The free event is being held in partnership with the Consulate General of Sweden in New York; Lundahl & Seitl have previously performed Symphony of a Missing Room at the Swedish National Museum in Stockholm, the Akropolis Museum in Greece, the Kochi-Muziris Biennale in India, and the Temple of Alternative Histories at Staatstheater Kassel in Germany, among other venues. The ever-evolving work involves white goggles as participants must reconsider their inner and outer relationships with the environment and the space they are in. Admission is free with advance RSVP.
Mark Morris Dance Group will perform Water and more at Brooklyn Bridge Park on October 1 (photo by John Eng)

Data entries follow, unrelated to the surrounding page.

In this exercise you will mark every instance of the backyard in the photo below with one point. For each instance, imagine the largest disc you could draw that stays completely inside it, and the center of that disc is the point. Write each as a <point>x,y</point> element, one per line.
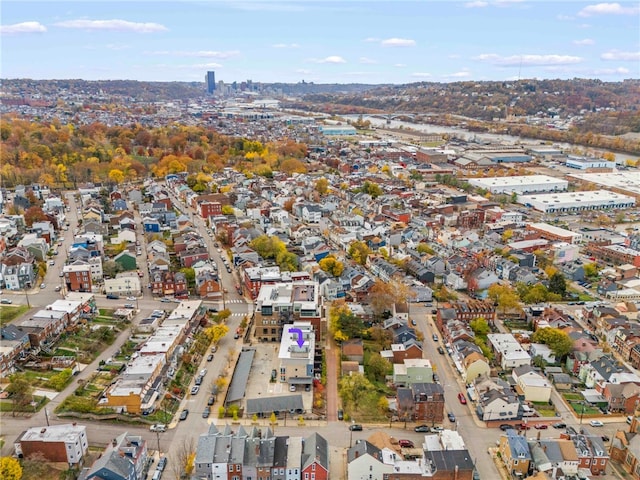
<point>8,313</point>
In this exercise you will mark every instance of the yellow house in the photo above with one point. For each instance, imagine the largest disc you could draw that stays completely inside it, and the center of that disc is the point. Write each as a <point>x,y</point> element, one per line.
<point>475,364</point>
<point>515,453</point>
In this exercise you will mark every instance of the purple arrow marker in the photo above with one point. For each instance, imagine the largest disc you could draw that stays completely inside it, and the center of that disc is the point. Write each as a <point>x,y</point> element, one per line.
<point>300,336</point>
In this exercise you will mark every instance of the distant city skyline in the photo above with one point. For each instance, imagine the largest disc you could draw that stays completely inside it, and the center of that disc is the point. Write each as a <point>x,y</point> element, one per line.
<point>373,41</point>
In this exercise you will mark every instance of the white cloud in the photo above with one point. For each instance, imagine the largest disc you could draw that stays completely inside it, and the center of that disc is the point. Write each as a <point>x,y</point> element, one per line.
<point>462,74</point>
<point>206,65</point>
<point>608,9</point>
<point>24,27</point>
<point>398,42</point>
<point>528,60</point>
<point>331,59</point>
<point>196,53</point>
<point>476,4</point>
<point>113,26</point>
<point>612,71</point>
<point>621,56</point>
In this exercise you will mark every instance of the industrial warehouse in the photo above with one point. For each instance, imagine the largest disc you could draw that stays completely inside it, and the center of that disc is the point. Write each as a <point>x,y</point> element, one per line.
<point>520,184</point>
<point>577,201</point>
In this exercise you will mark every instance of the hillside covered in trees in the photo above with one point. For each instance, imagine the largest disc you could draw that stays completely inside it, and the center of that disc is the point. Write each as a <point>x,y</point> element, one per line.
<point>54,154</point>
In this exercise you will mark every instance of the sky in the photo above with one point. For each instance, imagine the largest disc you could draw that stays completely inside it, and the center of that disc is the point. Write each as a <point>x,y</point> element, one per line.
<point>347,41</point>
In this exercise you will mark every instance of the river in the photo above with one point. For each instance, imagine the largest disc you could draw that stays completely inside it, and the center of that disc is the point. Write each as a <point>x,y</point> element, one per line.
<point>621,158</point>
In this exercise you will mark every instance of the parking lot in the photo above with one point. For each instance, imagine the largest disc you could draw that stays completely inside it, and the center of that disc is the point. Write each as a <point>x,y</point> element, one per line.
<point>259,384</point>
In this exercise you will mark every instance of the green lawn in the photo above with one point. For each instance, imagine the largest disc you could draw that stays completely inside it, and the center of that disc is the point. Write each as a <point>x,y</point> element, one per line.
<point>9,313</point>
<point>7,405</point>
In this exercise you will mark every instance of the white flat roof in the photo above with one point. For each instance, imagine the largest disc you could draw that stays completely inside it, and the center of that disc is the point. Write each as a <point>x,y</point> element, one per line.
<point>626,180</point>
<point>518,180</point>
<point>561,232</point>
<point>67,433</point>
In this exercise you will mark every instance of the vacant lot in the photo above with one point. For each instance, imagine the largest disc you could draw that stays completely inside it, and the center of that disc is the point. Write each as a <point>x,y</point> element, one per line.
<point>8,313</point>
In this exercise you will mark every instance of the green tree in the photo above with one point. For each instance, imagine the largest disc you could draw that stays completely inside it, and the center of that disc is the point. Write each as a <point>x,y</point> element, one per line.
<point>353,388</point>
<point>504,295</point>
<point>216,332</point>
<point>10,468</point>
<point>425,248</point>
<point>343,323</point>
<point>322,186</point>
<point>59,380</point>
<point>377,367</point>
<point>557,340</point>
<point>558,284</point>
<point>331,265</point>
<point>359,252</point>
<point>591,270</point>
<point>480,327</point>
<point>20,389</point>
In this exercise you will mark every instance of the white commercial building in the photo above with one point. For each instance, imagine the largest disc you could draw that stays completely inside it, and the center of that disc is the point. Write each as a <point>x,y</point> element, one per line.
<point>623,182</point>
<point>577,201</point>
<point>56,443</point>
<point>520,184</point>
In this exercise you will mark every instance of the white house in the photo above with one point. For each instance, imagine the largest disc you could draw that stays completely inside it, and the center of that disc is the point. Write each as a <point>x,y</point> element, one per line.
<point>531,384</point>
<point>367,462</point>
<point>126,283</point>
<point>508,351</point>
<point>413,370</point>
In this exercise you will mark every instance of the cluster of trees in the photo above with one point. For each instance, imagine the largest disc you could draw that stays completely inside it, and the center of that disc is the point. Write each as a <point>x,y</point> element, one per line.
<point>57,155</point>
<point>271,247</point>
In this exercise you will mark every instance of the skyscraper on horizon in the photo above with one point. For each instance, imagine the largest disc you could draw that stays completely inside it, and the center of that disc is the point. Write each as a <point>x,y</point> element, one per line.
<point>210,79</point>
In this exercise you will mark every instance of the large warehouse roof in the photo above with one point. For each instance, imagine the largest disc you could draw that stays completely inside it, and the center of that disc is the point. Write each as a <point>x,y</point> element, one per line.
<point>531,183</point>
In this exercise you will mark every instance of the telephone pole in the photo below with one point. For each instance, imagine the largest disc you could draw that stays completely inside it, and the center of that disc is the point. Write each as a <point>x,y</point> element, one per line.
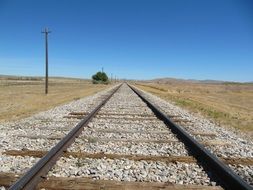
<point>46,32</point>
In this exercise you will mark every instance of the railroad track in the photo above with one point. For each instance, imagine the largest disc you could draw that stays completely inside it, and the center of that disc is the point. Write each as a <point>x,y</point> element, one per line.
<point>127,143</point>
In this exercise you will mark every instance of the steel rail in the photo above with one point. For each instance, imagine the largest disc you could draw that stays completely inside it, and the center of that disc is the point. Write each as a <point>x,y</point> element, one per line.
<point>229,179</point>
<point>38,172</point>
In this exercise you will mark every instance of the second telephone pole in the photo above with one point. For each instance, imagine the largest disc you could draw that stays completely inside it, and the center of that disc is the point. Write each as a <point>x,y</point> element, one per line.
<point>46,32</point>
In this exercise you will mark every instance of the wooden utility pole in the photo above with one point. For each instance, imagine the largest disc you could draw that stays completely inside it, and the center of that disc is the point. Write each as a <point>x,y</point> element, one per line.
<point>46,32</point>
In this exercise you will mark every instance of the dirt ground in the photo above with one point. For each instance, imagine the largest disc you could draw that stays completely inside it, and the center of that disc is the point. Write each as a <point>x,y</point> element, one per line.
<point>22,98</point>
<point>229,104</point>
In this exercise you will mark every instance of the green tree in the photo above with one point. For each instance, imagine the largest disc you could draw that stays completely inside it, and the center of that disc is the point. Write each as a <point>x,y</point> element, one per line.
<point>100,77</point>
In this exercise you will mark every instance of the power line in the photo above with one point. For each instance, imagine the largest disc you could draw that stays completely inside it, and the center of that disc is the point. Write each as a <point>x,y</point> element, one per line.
<point>46,32</point>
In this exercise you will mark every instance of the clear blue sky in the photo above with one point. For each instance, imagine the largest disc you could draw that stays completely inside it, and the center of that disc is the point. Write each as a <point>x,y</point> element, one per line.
<point>134,39</point>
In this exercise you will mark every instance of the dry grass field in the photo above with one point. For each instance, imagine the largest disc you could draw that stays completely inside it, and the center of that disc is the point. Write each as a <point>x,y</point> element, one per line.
<point>22,97</point>
<point>228,104</point>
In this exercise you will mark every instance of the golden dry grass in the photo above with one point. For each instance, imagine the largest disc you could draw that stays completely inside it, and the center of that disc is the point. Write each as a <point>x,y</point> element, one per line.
<point>22,98</point>
<point>229,104</point>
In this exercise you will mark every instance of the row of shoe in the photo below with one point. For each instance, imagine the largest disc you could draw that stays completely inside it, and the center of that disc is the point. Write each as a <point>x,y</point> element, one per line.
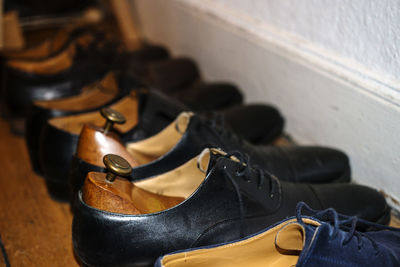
<point>129,138</point>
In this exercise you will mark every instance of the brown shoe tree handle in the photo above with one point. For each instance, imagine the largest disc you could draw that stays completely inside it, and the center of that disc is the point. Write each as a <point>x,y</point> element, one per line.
<point>110,192</point>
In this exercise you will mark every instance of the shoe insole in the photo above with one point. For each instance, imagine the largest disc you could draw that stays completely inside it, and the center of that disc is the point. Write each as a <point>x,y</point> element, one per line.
<point>73,124</point>
<point>54,64</point>
<point>265,249</point>
<point>148,196</point>
<point>93,95</point>
<point>152,148</point>
<point>93,144</point>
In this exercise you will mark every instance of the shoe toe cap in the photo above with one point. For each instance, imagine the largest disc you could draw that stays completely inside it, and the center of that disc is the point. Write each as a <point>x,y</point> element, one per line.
<point>318,164</point>
<point>354,200</point>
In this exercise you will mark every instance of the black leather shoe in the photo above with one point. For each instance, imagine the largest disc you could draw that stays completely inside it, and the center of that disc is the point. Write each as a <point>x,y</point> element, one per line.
<point>111,88</point>
<point>25,82</point>
<point>223,199</point>
<point>149,112</point>
<point>167,75</point>
<point>210,96</point>
<point>190,134</point>
<point>272,120</point>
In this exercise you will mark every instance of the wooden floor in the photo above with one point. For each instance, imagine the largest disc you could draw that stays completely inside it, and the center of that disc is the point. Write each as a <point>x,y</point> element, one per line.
<point>35,230</point>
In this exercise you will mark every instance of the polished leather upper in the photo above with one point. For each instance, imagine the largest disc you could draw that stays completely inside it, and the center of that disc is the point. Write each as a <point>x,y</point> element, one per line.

Who:Mark Morris Dance Group What:Free outdoor performances Where:Brooklyn Bridge Park, Pier 1, Harbor View Lawn When: Saturday, October 1, free, 2:00 & 4:00, workshop at 3:00 {ed. note: This event is now canceled because of the weather] Why: Brooklyn-based favorites Mark Morris Dance Group will be in Brooklyn Bridge Park on Saturday, October 1, to present a pair of free programs on the Harbor View Lawn at Pier 1, at 2:00 and 4:00, with an all-ages workshop at 3:00. The troupe, founded in 1980 by Morris, will perform Water, a nine-minute 2021 piece for fourteen dancers set to music by George Frideric Handel; Greek to Me, a five-minute solo from 1998 set to Harry Partch’s “Two Studies on Ancient Greek Scales” from “Eleven Intrusions”; the twenty-two-minute 2007 Suite from Orfeo ed Euridice set to the score by Christoph Willibald Gluck; and the eighteen-minute 1998 work Dancing Honeymoon, featuring seven dancers in yellow and music by Ethan Iverson.